We drove the rest of the way home in silence, each deep in our own thoughts. I don’t know what Tom was thinking about,but I was remembering the last two years. The clown camp down in Santa Dominga, the town of Clainsworth which used drug money to supplement the town’s income, and Ridgedale, the rodeo town. At least I didn’t have to worry about Emily or Jacki, or I should say, Sasha and Niki Borske; they were safely tucked away in jail.

When we got back to the house, I went directly into the office and called Justin.

“How are you doing with the old cases?”

“I got all the information gathered and put it in your Dropbox. You didn’t have enough storage, so I upgraded your account. It costs $9.99 a month.”

“Did you put it on my credit card?”

“Yes.”

“Okay, I’ll print it. Can you come over and help go through it?”

“Don’t bother I already printed it and I’m already at your doorstep,” Justin said as I heard the front door open.

A few minutes later, the door to the office opened and Justin and Tom came in. In Justin’s lap was a stack of papers six inches thick.

“We’ve got a lot of work to do,” I told him.

“Yes, we do,” Tom said as he took the stack of papers from Justin’s lap and handed me the first picture.

“I’ve printed them in order, so it would be easier,” Justin said as Tom pinned up the first picture.

Jessie McGowan – a little girl who was kidnapped and who I found ten years later.

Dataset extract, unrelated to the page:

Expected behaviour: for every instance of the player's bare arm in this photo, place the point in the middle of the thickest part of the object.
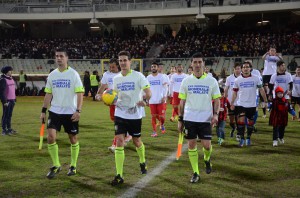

“How’s she doing, Tom?” I asked.

“Great, it’s nice to have another restaurant in town.”

Her adoptive parents, Greg and Ida, moved to Gainesville, so they could be a family together.

Under Jessie’s picture, Tom placed Carl and Beverly McGowan’s photos. They ran the clown camp in Santa Dominga and got away, taking their adopted daughter, Lori, with them, before the FBI swept in and arrested everyone.

“Do we have any idea where Carl and Beverly are now?” Tom asked.

“No, and I did look for them and any version of their names but didn’t find anything. Their three bank accounts in the Caymans were closed the same day you shut down the camp. Each of them contained over a million dollars.”

“They’re long gone, I don’t think they’d come looking for me. It might cost them their daughter and she was a top priority for them.”

Under those pictures, Tom put up Bruno and Oscar – the clown camp’s goons and Judge Dallas, the judge who orchestrated the illegal child adoptions, getting newborns from out of the country, smuggling them in and then adopting them out to other clown camp employees.

“The judge was disbarred, but no criminal charges were filed. Bruno and Oscar both are out of jail already.”

“Really?” I frowned.

“Yeah, they were only charged with assault on the chief and only did six months of their three year term. They didn’t have any proof that they were involved with the clown camp’s exploits except being its muscle.”

The next picture to go up was Danielle Slammer’s. She was a kindergarten teacher killed in Clainsworth, Oregon. The town thrived on money obtained from selling drugs smuggled into the country from South America in beautifully decorated pots. The plainer version of the pots was used to make a delicious dessert called Apple Pots.

Doc Gordon’s picture went up and Justin said, “He lost his medical license for giving the sodium pentothal to Danielle but other than that, he’s not in jail and he left Clainsworth. I haven’t been able to find him either.”

The next photos were Mayor Brian Galan, Lieutenant Damson, Dave Thompson and the two thugs with the Dobermans.

“These guys are all still in jail. They were the major conspirators in the drug distribution and murders of Danielle Slammers, James Hayes, and Sally Hayes.”

“I wonder if Edith and Bill kept dating,” I said.